F. Trucks and Cities
time limit per test
2 seconds
memory limit per test
256 megabytes
input
standard input
output
standard output

There are $$$n$$$ cities along the road, which can be represented as a straight line. The $$$i$$$-th city is situated at the distance of $$$a_i$$$ kilometers from the origin. All cities are situated in the same direction from the origin. There are $$$m$$$ trucks travelling from one city to another.

Each truck can be described by $$$4$$$ integers: starting city $$$s_i$$$, finishing city $$$f_i$$$, fuel consumption $$$c_i$$$ and number of possible refuelings $$$r_i$$$. The $$$i$$$-th truck will spend $$$c_i$$$ litres of fuel per one kilometer.

When a truck arrives in some city, it can be refueled (but refueling is impossible in the middle of nowhere). The $$$i$$$-th truck can be refueled at most $$$r_i$$$ times. Each refueling makes truck's gas-tank full. All trucks start with full gas-tank.

All trucks will have gas-tanks of the same size $$$V$$$ litres. You should find minimum possible $$$V$$$ such that all trucks can reach their destinations without refueling more times than allowed.

Input

First line contains two integers $$$n$$$ and $$$m$$$ ($$$2 \le n \le 400$$$, $$$1 \le m \le 250000$$$) — the number of cities and trucks.
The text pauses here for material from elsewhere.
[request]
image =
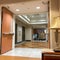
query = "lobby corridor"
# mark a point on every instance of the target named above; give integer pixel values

The second line contains $$$n$$$ integers $$$a_1, a_2, \dots, a_n$$$ ($$$1 \le a_i \le 10^9$$$, $$$a_i < a_{i+1}$$$) — positions of cities in the ascending order.

Next $$$m$$$ lines contains $$$4$$$ integers each. The $$$i$$$-th line contains integers $$$s_i$$$, $$$f_i$$$, $$$c_i$$$, $$$r_i$$$ ($$$1 \le s_i < f_i \le n$$$, $$$1 \le c_i \le 10^9$$$, $$$0 \le r_i \le n$$$) — the description of the $$$i$$$-th truck.

Output

Print the only integer — minimum possible size of gas-tanks $$$V$$$ such that all trucks can reach their destinations.

Example
Input
7 6
2 5 7 10 14 15 17
1 3 10 0
1 7 12 7
4 5 13 3
4 7 10 1
4 7 10 1
1 5 11 2
Output
55
Note

Let's look at queries in details:

  1. the $$$1$$$-st truck must arrive at position $$$7$$$ from $$$2$$$ without refuelling, so it needs gas-tank of volume at least $$$50$$$.
  2. the $$$2$$$-nd truck must arrive at position $$$17$$$ from $$$2$$$ and can be refueled at any city (if it is on the path between starting point and ending point), so it needs gas-tank of volume at least $$$48$$$.
  3. the $$$3$$$-rd truck must arrive at position $$$14$$$ from $$$10$$$, there is no city between, so it needs gas-tank of volume at least $$$52$$$.
  4. the $$$4$$$-th truck must arrive at position $$$17$$$ from $$$10$$$ and can be refueled only one time: it's optimal to refuel at $$$5$$$-th city (position $$$14$$$) so it needs gas-tank of volume at least $$$40$$$.
  5. the $$$5$$$-th truck has the same description, so it also needs gas-tank of volume at least $$$40$$$.
  6. the $$$6$$$-th truck must arrive at position $$$14$$$ from $$$2$$$ and can be refueled two times: first time in city $$$2$$$ or $$$3$$$ and second time in city $$$4$$$ so it needs gas-tank of volume at least $$$55$$$.